The other day I published a post on how the `–save-dev` flag in NPM is often used incorrectly. Hopefully some people will read it and somewhere a DevOps engineer will be able to lead a happy and peaceful life.

Alas though, it’s not quite all roses in DevOps NPM world. You see there’s still a problem with versioning. As with any good package manager, in NPM you can specify a version or range of versions that is acceptable to be installed for a package. For example:

“gulp-compass”: “~1.2.3” – will install the highest 1.2.x version available

“grunt-ruby-sass”: “^1.1.1” – will install the latest version 1.x.x version available.

Which is all fine and dandy. However,  as we know things change between versions, both major and minor, a lesson that was painfully reenforced yesterday. Developer A had added “gulp-“ruby-sass” at the start of the project and configured it as normal. Several days later Developer B jumped on the project and, ran `gulp` and the world imploded. 40 frustrating minutes later it turns out that gulp-ruby-sass had changed their input syntax and Developer B was running a slightly newer version.

Enter NPM Shrinkwrap

Any modern PHP developer uses Composer and will be able to tell you that when run it creates a composer.lock file. This lock file saves the exact version of each package and the packages’ packages installed so that whenever `composer install` is run in the future the exact same version of each package is installed. Of course if `composer update` is run the packages are resolved from the composer.json file and any new package versions (within the specified version range) are installed, in much the same way as NPM, and a new lock file is automatically created.

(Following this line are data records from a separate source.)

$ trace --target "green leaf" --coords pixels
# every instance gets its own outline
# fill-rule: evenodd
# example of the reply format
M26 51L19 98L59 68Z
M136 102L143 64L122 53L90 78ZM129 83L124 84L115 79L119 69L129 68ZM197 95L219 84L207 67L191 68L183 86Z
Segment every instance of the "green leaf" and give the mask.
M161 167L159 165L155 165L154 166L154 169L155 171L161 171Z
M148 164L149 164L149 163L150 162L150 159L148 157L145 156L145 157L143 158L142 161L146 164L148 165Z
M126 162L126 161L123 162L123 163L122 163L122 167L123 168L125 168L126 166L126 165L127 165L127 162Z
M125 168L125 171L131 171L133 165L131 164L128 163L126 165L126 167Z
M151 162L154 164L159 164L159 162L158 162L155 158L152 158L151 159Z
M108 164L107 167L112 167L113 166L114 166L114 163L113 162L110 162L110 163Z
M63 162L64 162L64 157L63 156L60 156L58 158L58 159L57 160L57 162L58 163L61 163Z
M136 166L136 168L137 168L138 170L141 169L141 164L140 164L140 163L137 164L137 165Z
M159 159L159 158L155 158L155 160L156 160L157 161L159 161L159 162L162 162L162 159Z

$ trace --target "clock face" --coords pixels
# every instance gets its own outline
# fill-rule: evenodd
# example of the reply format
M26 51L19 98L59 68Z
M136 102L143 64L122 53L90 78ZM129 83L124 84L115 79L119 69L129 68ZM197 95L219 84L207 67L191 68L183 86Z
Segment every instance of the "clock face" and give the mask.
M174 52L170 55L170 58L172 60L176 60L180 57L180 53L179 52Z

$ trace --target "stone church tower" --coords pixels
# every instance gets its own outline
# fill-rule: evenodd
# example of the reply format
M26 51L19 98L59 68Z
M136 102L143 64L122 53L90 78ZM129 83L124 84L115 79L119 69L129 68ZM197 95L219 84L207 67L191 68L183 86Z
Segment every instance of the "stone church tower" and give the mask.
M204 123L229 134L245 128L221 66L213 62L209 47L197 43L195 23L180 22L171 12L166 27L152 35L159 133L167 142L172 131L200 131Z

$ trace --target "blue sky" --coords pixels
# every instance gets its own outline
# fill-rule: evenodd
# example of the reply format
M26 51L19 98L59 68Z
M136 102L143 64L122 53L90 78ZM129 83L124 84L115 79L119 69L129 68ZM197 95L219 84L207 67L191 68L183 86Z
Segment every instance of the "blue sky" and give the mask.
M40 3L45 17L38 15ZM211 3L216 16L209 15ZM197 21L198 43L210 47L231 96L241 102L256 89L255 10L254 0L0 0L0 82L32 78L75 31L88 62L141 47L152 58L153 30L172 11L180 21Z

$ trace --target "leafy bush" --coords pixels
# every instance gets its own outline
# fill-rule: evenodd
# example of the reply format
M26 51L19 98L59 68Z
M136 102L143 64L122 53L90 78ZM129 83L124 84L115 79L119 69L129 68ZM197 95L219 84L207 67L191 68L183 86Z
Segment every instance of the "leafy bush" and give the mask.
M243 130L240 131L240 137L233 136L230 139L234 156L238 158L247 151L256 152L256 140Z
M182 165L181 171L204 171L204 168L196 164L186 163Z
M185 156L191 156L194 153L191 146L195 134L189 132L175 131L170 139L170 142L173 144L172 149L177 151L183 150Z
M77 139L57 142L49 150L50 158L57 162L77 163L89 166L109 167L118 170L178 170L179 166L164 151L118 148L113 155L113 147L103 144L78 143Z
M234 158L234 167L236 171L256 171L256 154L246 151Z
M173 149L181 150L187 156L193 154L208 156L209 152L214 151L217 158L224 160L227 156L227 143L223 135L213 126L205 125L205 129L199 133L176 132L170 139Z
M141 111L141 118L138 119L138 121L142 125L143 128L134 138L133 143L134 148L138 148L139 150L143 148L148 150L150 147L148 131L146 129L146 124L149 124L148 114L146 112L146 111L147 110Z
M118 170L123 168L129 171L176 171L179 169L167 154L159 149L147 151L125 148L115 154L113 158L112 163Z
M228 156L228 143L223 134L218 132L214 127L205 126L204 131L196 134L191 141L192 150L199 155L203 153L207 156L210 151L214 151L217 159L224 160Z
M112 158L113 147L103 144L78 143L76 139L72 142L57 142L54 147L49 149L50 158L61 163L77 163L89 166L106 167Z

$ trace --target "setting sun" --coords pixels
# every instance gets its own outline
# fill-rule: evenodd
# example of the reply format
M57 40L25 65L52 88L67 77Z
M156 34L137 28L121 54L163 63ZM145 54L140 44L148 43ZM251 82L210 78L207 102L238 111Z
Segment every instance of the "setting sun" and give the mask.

It turns out that NPM has the exact same functionality, they just keep very quiet about it and don’t do it automatically like composer or bundler (a Ruby Gem package manager). It’s called shrinkwrap. Once you’ve installed your NPM packages you can run `npm shrinkwrap` and it will create an npm-shrinkwrap.json file. Then in the future whenever `npm install` is run it will resolve the exact package versions (and your packages’ package versions etc etc) found in the shrinkwrap file, meaning no more discrepancies in versions used between developers. Just like composer, if you need to update just run `npm update && npm shrinkwrap`.

Bear in mind that shrinkwrap is intended for production use so won’t save devDependencies by default, if you want it to you can pass the `–dev` flag to it.

 

tldr: You can lock down your exact npm package versions by using ‘npm’shrinkwrap’

2 thoughts on “Create an NPM lock file for your packages with shrinkwrap

Why would you consider the use of these features “using npm wrong” though? If you first only update on your development environment first, I don’t think it’s “wrong” to occasionally update your libraries to a reasonable degree. If you have a project that’s many years old you’d be better off carefully upgrading your dependancies so you’re not stuck with a version of jQuery from half a decade ago.

Also I wouldn’t quite say npm keeps quiet about being able to lock your versioning down. You can simply just choose not to use these operators in your package.json file. It’s right here in their docs: https://docs.npmjs.com/files/package.json#dependencies

I was actually considering changing the title of this post to “Locking down your NPM version with shinkwrap” as I agree the title isn’t as clear as it could be. I don’t mean using shrinkwrap is wrong, I mean one’s usage of NPM could be improved by using shrinkwrap if that makes sense.

I actually disagree and feel NPM does keep very quite about it. If you use any other package manger, such as composer or bundler, they all generate a .lock file automatically which can be committed and used in production. Specifying an exact version in the package.json file isn’t quite the same either as that package’s dependencies may be loosely assigned and you could end up with different versions. Not want you want for production. And of course upgrading your packages is fine but you only want it to happen in development, everywhere else you should ideally be using the exact same packages, hence the lock (shrinkwrap) file.